The formidable CV was matched to a woman not a crumb over five feet. Robin Burns was slim, naturally pretty
in a delicate manner that seemed better suited for a life of leisure. She was obviously doing everything possible to ignore her own good looks. Her graying blond hair was swept back and tied. Instead of makeup she wore a pack strapped to her shoulders that bulged with equipment, and she wore sensors and sample equipment on her belt. Fists on hips, she swept her harsh glare over Polly, Captain Dryson, and Sergeant Funkweed.
“Settle it,” said Dr.
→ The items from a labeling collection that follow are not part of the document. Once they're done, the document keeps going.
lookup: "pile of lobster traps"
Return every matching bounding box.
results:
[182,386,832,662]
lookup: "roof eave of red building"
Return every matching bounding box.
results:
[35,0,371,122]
Burns. “I want to do the best possible job in the least amount of time, and I don’t need your cock-waving getting in my way.”
“Ma’am.” Captain Dryson saluted her respectfully.
“Don’t salute me, you fascist.” She gestured to a caramel-skinned giant of a man wearing a blue uniform picking his way through the aircraft’s formidable luggage. “Get your Marines, and help Rukundo and the others load up the trucks.”
Dryson complied enthusiastically, marshaling his men and joining the UN scientists in packing up the white land rovers. That left Polly staring down Dr. Burns.
“You’re from the company.” Dr. Burns spoke with an indistinct, Midwestern American accent. “Foster, was it? I was told that to get access to your facilities, we need to cooperate—catch more flies with honey, that sort of thing. I’m not much of a honey sort of gal. I apologize in advance for my brusqueness, and I hope you understand, for this job to be finished, I need full access.”
“I will do my best,” said Polly.
“And I hope that’s good enough. If it isn’t, I might have to rely on these jarheads. Captain Dryson expressed his eagerness to make sure we get everything we need.”